Ask HN: US Visa without degree - nikon
Is this possible at all? Has anyone done it? I&#x27;m a UK Citizen who is self taught with 5+ years experience developing web based software.<p>I may have the option of starting a part-time master&#x27;s degree in computer science... Would this help even without an undergrad?
======
TheDom
It is possible if you go for an L-1 visa where a degree is not a prerequisite.

If you work for a subsidiary of a US company outside of the US for at least
one year then you can transfer on the L-1 visa to their US office. Just be
aware that you can't switch companies like you could on an H-1B. However, L-1
visa holders can still apply for a green card. Once you have that you're free
to change employers.

One technicality: If you work for a big company (like Google) then you're
basically guaranteed to get the L-1 after one year since those companies
typically hold the so called L-1 blanket. Otherwise it's a more involved
process where you might get rejected.

I have friends who are currently on an L-1 in SF through big companies (= L-1
blanket holders) and getting it was basically a formality.

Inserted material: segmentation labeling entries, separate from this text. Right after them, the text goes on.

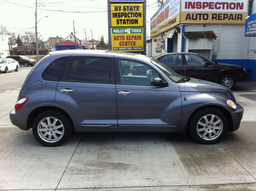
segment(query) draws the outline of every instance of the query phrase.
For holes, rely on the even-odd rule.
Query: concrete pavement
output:
[[[179,134],[95,133],[44,147],[10,121],[19,90],[0,93],[0,190],[256,189],[255,82],[233,91],[239,129],[210,145]]]

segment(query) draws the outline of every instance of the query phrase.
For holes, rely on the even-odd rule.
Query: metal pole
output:
[[[93,39],[92,38],[92,29],[91,29],[91,33],[92,33],[92,50],[94,50],[94,46],[93,46]]]
[[[36,1],[36,58],[37,62],[39,60],[39,54],[38,50],[38,38],[37,37],[37,0]]]
[[[86,49],[88,49],[88,46],[87,45],[87,38],[86,38],[86,32],[85,32],[85,29],[84,28],[84,34],[85,34],[85,41],[86,42]]]
[[[74,26],[74,36],[75,36],[75,49],[76,50],[76,33],[75,32],[75,22],[74,20],[73,20],[73,25]]]

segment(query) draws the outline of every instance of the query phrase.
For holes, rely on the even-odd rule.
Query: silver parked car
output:
[[[139,71],[125,72],[128,64]],[[32,69],[10,117],[47,146],[73,129],[189,132],[211,144],[237,129],[243,114],[228,88],[183,77],[152,58],[70,50],[52,52]]]

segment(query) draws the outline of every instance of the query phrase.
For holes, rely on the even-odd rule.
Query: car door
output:
[[[161,57],[159,61],[182,76],[185,75],[185,62],[181,54],[167,54]]]
[[[70,110],[82,129],[116,129],[112,57],[77,56],[58,83],[55,100]]]
[[[126,74],[122,65],[127,62],[137,67]],[[177,129],[182,110],[178,85],[154,87],[151,83],[159,74],[143,63],[116,59],[115,64],[118,129]]]
[[[184,54],[186,62],[186,76],[214,82],[216,81],[215,67],[198,55]]]
[[[7,60],[8,64],[8,68],[9,70],[15,70],[16,67],[16,66],[14,66],[14,65],[12,62],[11,59],[8,59]]]

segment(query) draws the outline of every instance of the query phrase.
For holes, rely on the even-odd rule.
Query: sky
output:
[[[146,36],[150,36],[150,19],[157,11],[157,0],[144,0],[146,4]],[[36,0],[0,0],[3,26],[22,35],[35,31]],[[65,38],[75,25],[76,37],[108,41],[108,0],[37,0],[37,31],[44,40],[58,36]],[[46,17],[46,16],[48,17]],[[89,37],[89,38],[88,38]],[[17,37],[16,37],[17,38]]]

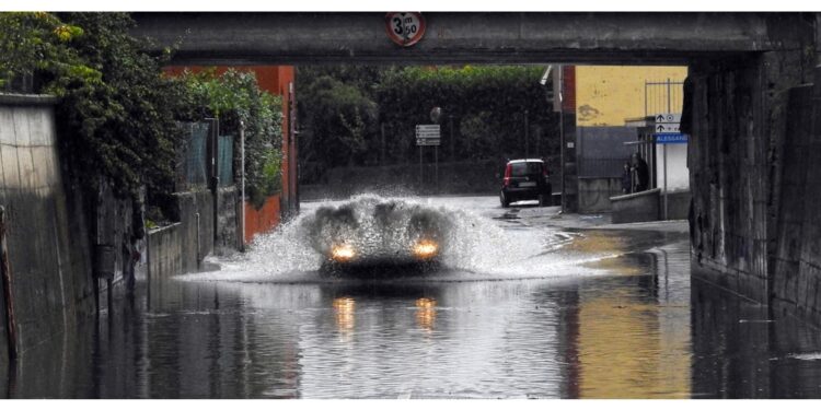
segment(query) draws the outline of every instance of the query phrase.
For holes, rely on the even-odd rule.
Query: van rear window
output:
[[[542,173],[541,162],[517,162],[510,164],[511,176],[524,176]]]

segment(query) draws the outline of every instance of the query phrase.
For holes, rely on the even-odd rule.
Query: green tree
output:
[[[373,136],[377,105],[361,89],[322,75],[304,84],[300,93],[304,132],[303,159],[325,167],[362,161]]]
[[[240,152],[239,131],[245,126],[245,184],[251,202],[257,208],[281,188],[282,99],[262,91],[252,72],[228,70],[218,75],[213,69],[181,77],[187,89],[193,119],[220,119],[223,134],[233,134],[234,152]],[[239,156],[239,155],[236,155]],[[240,166],[239,157],[234,169]]]

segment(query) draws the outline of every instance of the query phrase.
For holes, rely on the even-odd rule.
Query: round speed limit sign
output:
[[[425,17],[421,13],[385,14],[385,32],[393,43],[409,47],[425,35]]]

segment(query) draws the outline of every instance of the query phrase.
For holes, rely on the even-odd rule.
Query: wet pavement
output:
[[[426,203],[467,212],[460,246],[482,251],[360,281],[268,270],[293,261],[261,242],[219,272],[140,281],[99,324],[30,349],[0,397],[821,397],[821,331],[691,280],[683,222]]]

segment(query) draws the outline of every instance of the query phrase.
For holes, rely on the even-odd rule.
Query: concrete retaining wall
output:
[[[21,351],[94,308],[88,229],[80,198],[63,188],[50,103],[0,96],[0,204]]]
[[[667,198],[667,219],[685,220],[690,214],[690,200],[692,196],[689,190],[661,192],[659,198],[659,219],[664,219],[664,198]]]
[[[0,272],[2,274],[2,272]],[[5,296],[3,282],[0,280],[0,372],[9,365],[9,335],[5,332]],[[0,373],[8,374],[8,373]],[[0,397],[5,397],[1,396]]]
[[[610,212],[610,197],[622,194],[621,178],[579,177],[578,212]]]
[[[707,279],[761,302],[768,297],[768,241],[775,234],[773,148],[784,136],[778,126],[786,94],[778,91],[799,81],[800,65],[788,57],[763,54],[694,65],[692,99],[684,107],[692,107],[692,118],[682,119],[683,128],[692,124],[694,268],[718,272]]]
[[[221,187],[217,191],[219,196],[218,210],[217,210],[217,243],[215,244],[215,251],[218,255],[223,255],[233,249],[238,249],[239,246],[239,190],[231,187]]]
[[[821,317],[821,68],[790,90],[773,296],[779,308]],[[821,320],[817,320],[820,321]]]
[[[163,226],[148,233],[149,281],[183,272],[182,224]]]
[[[643,192],[611,197],[613,223],[647,222],[659,220],[659,188]]]
[[[257,234],[268,232],[279,224],[280,197],[273,196],[265,200],[262,208],[256,209],[245,202],[245,243],[250,244]]]
[[[196,272],[213,250],[213,196],[208,190],[176,192],[180,209],[182,272]]]
[[[427,155],[427,154],[426,154]],[[439,191],[448,194],[498,194],[505,162],[472,161],[439,163]],[[427,159],[419,187],[419,164],[358,166],[328,169],[327,184],[302,190],[301,200],[342,199],[363,192],[418,195],[436,192],[436,172]],[[497,177],[497,175],[499,175]]]

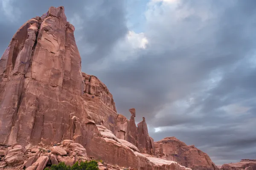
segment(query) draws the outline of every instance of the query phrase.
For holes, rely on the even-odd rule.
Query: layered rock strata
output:
[[[28,144],[52,146],[72,140],[87,150],[79,149],[80,155],[111,164],[138,170],[188,169],[153,156],[164,155],[155,150],[145,119],[137,127],[135,109],[129,110],[130,120],[118,114],[106,85],[81,72],[74,31],[64,7],[51,7],[18,30],[0,59],[0,144],[20,144],[7,150],[0,167],[18,164],[24,158],[31,169],[49,162],[71,164],[76,159],[68,150],[52,147],[49,151],[58,157],[41,153],[28,153],[35,156],[30,158],[23,149]]]
[[[175,137],[155,142],[154,146],[155,155],[158,158],[177,162],[195,170],[218,169],[207,154]]]
[[[256,170],[256,159],[241,159],[240,162],[224,164],[221,167],[222,170]]]

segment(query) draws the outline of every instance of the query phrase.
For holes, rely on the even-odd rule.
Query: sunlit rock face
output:
[[[52,7],[13,36],[0,60],[0,143],[85,143],[93,132],[74,31]]]
[[[155,142],[154,146],[154,154],[158,158],[177,162],[195,170],[218,169],[207,154],[194,145],[187,145],[175,137]]]

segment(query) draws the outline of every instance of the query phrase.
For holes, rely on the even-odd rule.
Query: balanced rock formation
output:
[[[154,146],[155,155],[158,158],[177,162],[194,170],[218,169],[207,154],[175,137],[155,142]]]
[[[256,170],[256,159],[241,159],[239,162],[224,164],[221,167],[221,170]]]
[[[154,140],[148,135],[148,126],[144,117],[142,122],[138,124],[138,148],[143,153],[154,154]]]
[[[135,109],[130,120],[118,114],[106,85],[81,72],[74,31],[64,8],[51,7],[18,30],[0,59],[0,144],[6,147],[0,167],[41,169],[93,157],[108,164],[102,169],[190,170],[161,159],[168,159],[165,149],[154,156],[145,119],[137,127]],[[185,164],[193,167],[193,160]]]

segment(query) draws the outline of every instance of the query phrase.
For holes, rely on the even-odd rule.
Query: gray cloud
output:
[[[0,20],[0,52],[23,23],[64,6],[83,71],[107,85],[119,113],[129,117],[136,108],[137,121],[146,117],[155,141],[175,136],[218,164],[256,156],[256,2],[140,4],[143,26],[136,18],[129,28],[144,32],[143,49],[125,37],[132,1],[16,1],[17,20]]]

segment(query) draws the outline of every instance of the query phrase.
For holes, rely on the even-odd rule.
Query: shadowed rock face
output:
[[[221,168],[221,170],[256,170],[256,159],[242,159],[237,163],[230,163],[224,164]]]
[[[71,139],[84,147],[89,156],[104,158],[110,164],[133,164],[141,169],[189,170],[143,155],[158,150],[158,157],[173,160],[169,155],[165,157],[169,145],[163,144],[155,151],[144,118],[137,127],[135,109],[129,110],[130,120],[118,114],[106,85],[81,72],[74,31],[64,8],[51,7],[41,17],[26,22],[13,36],[0,59],[0,144],[49,145]],[[111,136],[117,139],[113,141]],[[123,142],[136,150],[120,145],[118,139],[130,142]],[[193,167],[193,164],[203,160],[198,166],[204,168],[204,159],[189,156],[180,163]],[[210,168],[200,169],[214,169]]]
[[[207,154],[175,137],[164,138],[154,144],[155,155],[158,158],[177,162],[194,170],[218,169]]]

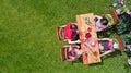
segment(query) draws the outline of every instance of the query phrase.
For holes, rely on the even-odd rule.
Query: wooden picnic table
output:
[[[81,14],[76,15],[76,25],[80,32],[81,49],[86,50],[82,53],[83,64],[98,63],[100,62],[99,48],[97,41],[96,25],[94,22],[94,14]],[[91,34],[90,38],[86,38],[86,33]],[[90,45],[91,47],[87,47]]]

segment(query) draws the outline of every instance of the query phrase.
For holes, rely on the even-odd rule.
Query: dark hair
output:
[[[72,24],[72,25],[70,26],[70,29],[76,31],[76,29],[78,29],[78,26],[76,26],[75,24]]]
[[[79,39],[79,34],[76,32],[73,32],[71,37],[72,37],[72,39],[71,39],[72,41],[78,40]]]
[[[100,22],[103,25],[107,25],[108,24],[108,20],[106,17],[100,19]]]

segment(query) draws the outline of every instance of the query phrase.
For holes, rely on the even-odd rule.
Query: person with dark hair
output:
[[[75,24],[68,23],[64,28],[64,35],[66,35],[69,44],[80,42],[78,26]]]
[[[81,56],[82,56],[82,50],[80,50],[80,47],[72,47],[70,45],[69,49],[68,49],[68,58],[72,61],[78,60]]]
[[[127,57],[128,57],[128,64],[131,65],[131,45],[126,46],[124,50]]]
[[[108,20],[106,17],[96,16],[94,21],[96,23],[97,32],[100,32],[108,26]]]

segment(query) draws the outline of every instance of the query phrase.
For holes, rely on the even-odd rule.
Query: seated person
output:
[[[80,47],[70,46],[68,49],[68,58],[71,59],[72,61],[78,60],[82,54],[82,50],[80,50],[79,48]]]
[[[104,53],[102,53],[100,57],[111,53],[116,49],[118,49],[118,44],[110,38],[98,39],[98,41],[100,51],[104,51]]]
[[[97,16],[94,19],[96,23],[97,32],[105,29],[108,26],[108,20],[106,17]]]
[[[72,23],[68,23],[64,28],[64,35],[68,38],[69,44],[75,44],[79,40],[78,26]]]
[[[127,45],[124,52],[128,57],[128,64],[131,65],[131,45]]]

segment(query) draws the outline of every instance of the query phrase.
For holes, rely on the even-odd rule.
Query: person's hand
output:
[[[83,35],[83,33],[82,33],[82,32],[79,32],[79,34],[80,34],[80,35]]]
[[[85,40],[84,40],[84,39],[80,39],[80,41],[81,41],[81,42],[85,42]]]

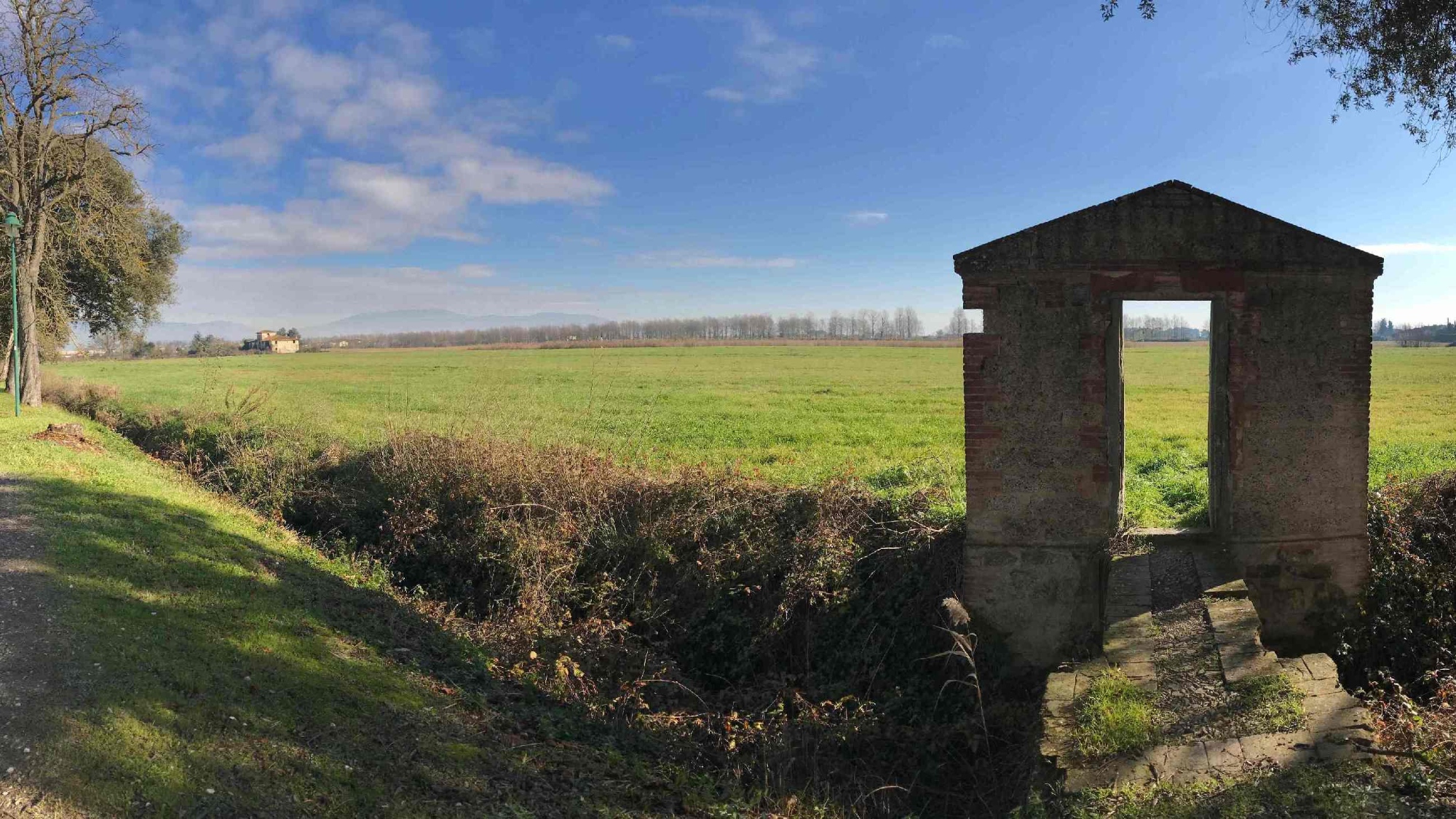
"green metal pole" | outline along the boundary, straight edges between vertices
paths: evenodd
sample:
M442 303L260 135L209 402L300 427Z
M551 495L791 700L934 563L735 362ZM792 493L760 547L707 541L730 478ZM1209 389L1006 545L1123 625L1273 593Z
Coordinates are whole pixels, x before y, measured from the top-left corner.
M10 363L10 383L15 392L15 417L20 417L20 289L15 274L15 239L10 239L10 332L15 334L15 358Z

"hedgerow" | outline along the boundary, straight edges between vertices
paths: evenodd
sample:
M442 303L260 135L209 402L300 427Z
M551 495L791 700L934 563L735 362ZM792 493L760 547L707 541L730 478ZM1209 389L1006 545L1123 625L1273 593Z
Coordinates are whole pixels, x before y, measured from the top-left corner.
M76 382L48 395L323 549L377 560L492 675L668 736L700 767L862 815L1002 812L1025 793L1035 686L957 685L974 669L946 651L964 627L941 603L964 525L939 498L485 437L349 447L269 426L259 393L217 412Z

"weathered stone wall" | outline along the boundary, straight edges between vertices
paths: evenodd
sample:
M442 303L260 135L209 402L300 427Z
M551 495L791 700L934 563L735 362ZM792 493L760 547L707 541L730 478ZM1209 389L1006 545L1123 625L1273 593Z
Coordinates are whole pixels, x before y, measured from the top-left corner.
M1104 546L1121 488L1107 341L1121 321L1112 300L1093 302L1085 275L968 287L965 303L984 310L986 328L964 345L965 599L1018 657L1053 665L1101 643Z
M1369 574L1373 278L1249 274L1229 307L1229 530L1275 650Z

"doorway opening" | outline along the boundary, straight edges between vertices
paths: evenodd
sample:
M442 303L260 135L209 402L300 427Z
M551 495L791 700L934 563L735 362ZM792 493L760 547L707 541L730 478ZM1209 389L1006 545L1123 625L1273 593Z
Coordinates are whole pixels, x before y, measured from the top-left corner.
M1123 516L1208 529L1211 302L1123 302Z

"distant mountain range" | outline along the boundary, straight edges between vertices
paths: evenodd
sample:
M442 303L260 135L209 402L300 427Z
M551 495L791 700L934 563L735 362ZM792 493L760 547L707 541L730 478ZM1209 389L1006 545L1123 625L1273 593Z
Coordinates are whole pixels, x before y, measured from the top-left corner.
M218 338L252 338L258 328L237 322L157 322L147 326L147 341L192 341L192 335L215 335Z
M329 335L368 335L389 332L447 332L454 329L491 329L496 326L543 326L562 324L596 324L600 316L579 313L530 313L526 316L467 316L450 310L389 310L383 313L358 313L319 326L300 326L304 338ZM192 335L217 335L221 338L252 338L259 329L239 322L157 322L147 328L147 341L191 341Z
M336 322L307 329L303 335L364 335L373 332L446 332L453 329L491 329L496 326L546 326L562 324L596 324L600 316L578 313L531 313L529 316L467 316L450 310L390 310L360 313Z

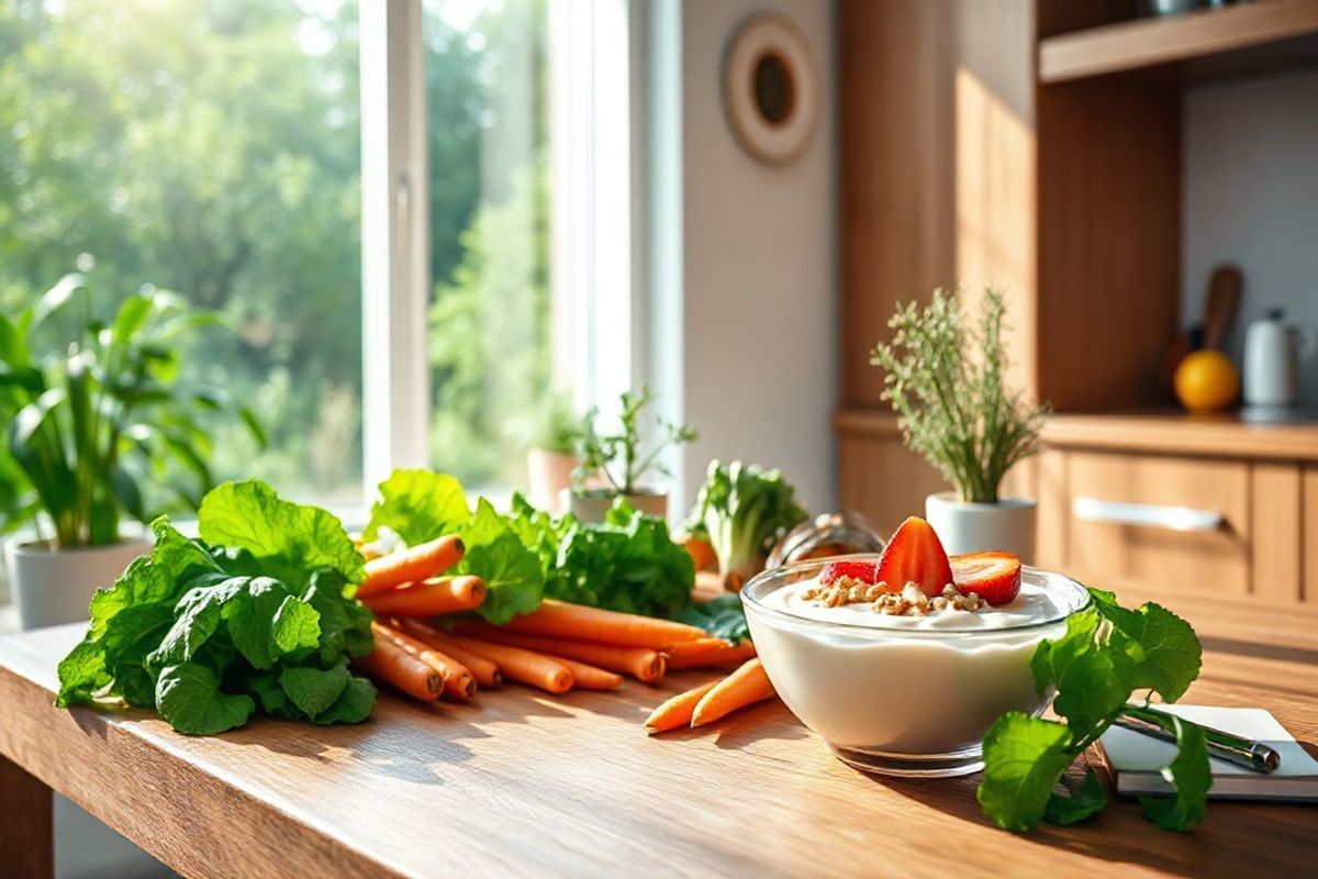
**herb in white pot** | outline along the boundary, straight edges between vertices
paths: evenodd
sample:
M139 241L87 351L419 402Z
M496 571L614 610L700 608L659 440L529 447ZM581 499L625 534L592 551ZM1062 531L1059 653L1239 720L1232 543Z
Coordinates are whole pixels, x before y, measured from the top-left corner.
M96 586L149 551L159 513L195 510L214 484L202 415L229 410L258 444L256 415L177 381L178 343L216 315L144 287L115 304L71 274L37 303L0 315L0 532L24 629L87 618Z
M619 398L618 428L601 431L598 411L590 410L581 439L581 465L572 474L571 513L583 522L604 522L616 498L625 498L634 510L663 518L668 514L668 494L646 482L651 474L668 476L659 461L664 449L696 439L688 424L655 419L658 439L646 449L641 438L641 415L654 395L648 387L639 394L623 391Z
M1007 470L1039 451L1048 406L1006 383L1004 311L1002 291L988 289L967 327L957 294L934 290L924 307L898 307L892 340L870 362L886 373L903 441L956 489L925 501L948 552L1004 550L1032 561L1035 501L999 492Z

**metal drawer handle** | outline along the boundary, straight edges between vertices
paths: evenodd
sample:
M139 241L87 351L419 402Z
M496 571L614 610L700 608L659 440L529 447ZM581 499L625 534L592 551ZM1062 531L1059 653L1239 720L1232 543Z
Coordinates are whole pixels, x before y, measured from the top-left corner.
M1213 510L1160 503L1124 503L1090 497L1072 501L1072 511L1077 519L1086 522L1111 522L1168 531L1217 531L1226 522L1224 515Z

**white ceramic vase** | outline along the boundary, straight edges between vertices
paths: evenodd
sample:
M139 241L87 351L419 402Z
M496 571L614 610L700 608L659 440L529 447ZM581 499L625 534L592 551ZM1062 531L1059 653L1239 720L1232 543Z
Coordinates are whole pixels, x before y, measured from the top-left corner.
M152 542L125 536L108 547L51 552L42 540L13 539L5 544L9 588L24 631L84 622L92 593L108 589L128 563L150 552Z
M1028 498L965 503L953 492L942 492L924 499L924 518L948 555L1002 550L1025 564L1035 563L1036 511L1037 503Z
M616 494L602 492L577 494L572 489L564 489L559 496L560 503L567 507L568 513L581 522L592 523L604 522L604 515L613 507L616 497ZM656 515L660 519L668 515L668 496L666 493L638 492L622 497L626 498L633 510L641 510L646 515Z
M526 452L526 476L531 503L540 510L563 513L563 489L572 486L572 470L581 460L568 452L532 448Z

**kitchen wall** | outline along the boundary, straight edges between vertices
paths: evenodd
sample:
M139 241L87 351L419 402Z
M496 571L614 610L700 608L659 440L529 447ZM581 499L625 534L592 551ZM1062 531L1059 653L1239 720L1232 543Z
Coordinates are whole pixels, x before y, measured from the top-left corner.
M824 111L805 153L784 167L742 152L724 117L721 71L728 38L755 12L786 14L818 63ZM671 8L680 40L680 117L651 108L651 199L680 173L668 225L651 231L651 373L700 439L681 463L687 505L712 457L780 467L817 510L834 503L836 402L833 4L820 0L688 0ZM660 13L663 14L663 13ZM662 40L664 22L658 24ZM670 99L676 95L670 95ZM680 136L673 132L680 127ZM672 137L666 148L664 137ZM672 215L676 215L677 220ZM655 248L655 240L660 246ZM680 278L666 271L680 260ZM680 297L680 302L673 302ZM664 323L672 324L667 337ZM672 332L680 326L680 333ZM680 336L675 340L673 336ZM681 357L673 364L673 345ZM658 362L656 362L658 361Z
M1318 74L1188 91L1181 314L1203 312L1213 268L1236 262L1244 295L1230 353L1272 307L1318 331ZM1302 361L1301 402L1318 406L1318 356Z

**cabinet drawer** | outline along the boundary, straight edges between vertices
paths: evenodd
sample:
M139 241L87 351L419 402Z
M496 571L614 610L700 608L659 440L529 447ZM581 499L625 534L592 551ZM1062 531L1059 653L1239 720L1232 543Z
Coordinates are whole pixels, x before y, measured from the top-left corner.
M1091 585L1247 592L1249 465L1070 452L1066 557Z

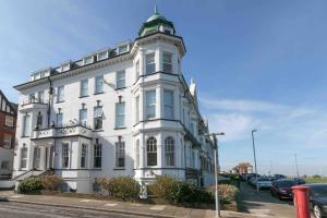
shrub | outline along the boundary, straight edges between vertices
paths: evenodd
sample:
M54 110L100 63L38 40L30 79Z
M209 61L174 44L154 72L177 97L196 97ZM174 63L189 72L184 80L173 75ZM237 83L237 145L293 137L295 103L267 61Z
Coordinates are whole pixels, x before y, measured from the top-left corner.
M210 204L214 197L205 189L179 181L170 175L158 177L149 190L159 198L169 203L205 203Z
M45 190L55 191L63 182L62 178L57 174L43 175L40 178L41 185Z
M149 191L167 202L177 201L180 181L173 177L160 175L148 186Z
M20 182L19 193L28 194L28 193L39 193L43 189L40 178L31 177Z
M215 194L215 185L211 185L208 187L208 191ZM219 184L218 185L218 194L219 199L222 203L231 203L235 199L235 196L238 194L238 189L234 185L231 184Z
M99 178L97 183L117 199L135 199L140 195L140 183L131 177Z

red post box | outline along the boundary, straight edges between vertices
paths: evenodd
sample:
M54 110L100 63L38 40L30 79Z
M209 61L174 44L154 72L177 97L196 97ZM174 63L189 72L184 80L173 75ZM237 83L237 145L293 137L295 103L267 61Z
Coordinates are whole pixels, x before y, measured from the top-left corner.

The L-1 also has the advantage that there is no annual cap like there is on
the H-1B. You get it or you don't. No lottery. One big startup that I
interviewed with opened up an office in Vancouver specifically for H-1B
rejects to get them to their main office in SF through the L-1 one year later.

More information on Wikipedia:
[http://en.wikipedia.org/wiki/L-1_visa](http://en.wikipedia.org/wiki/L-1_visa)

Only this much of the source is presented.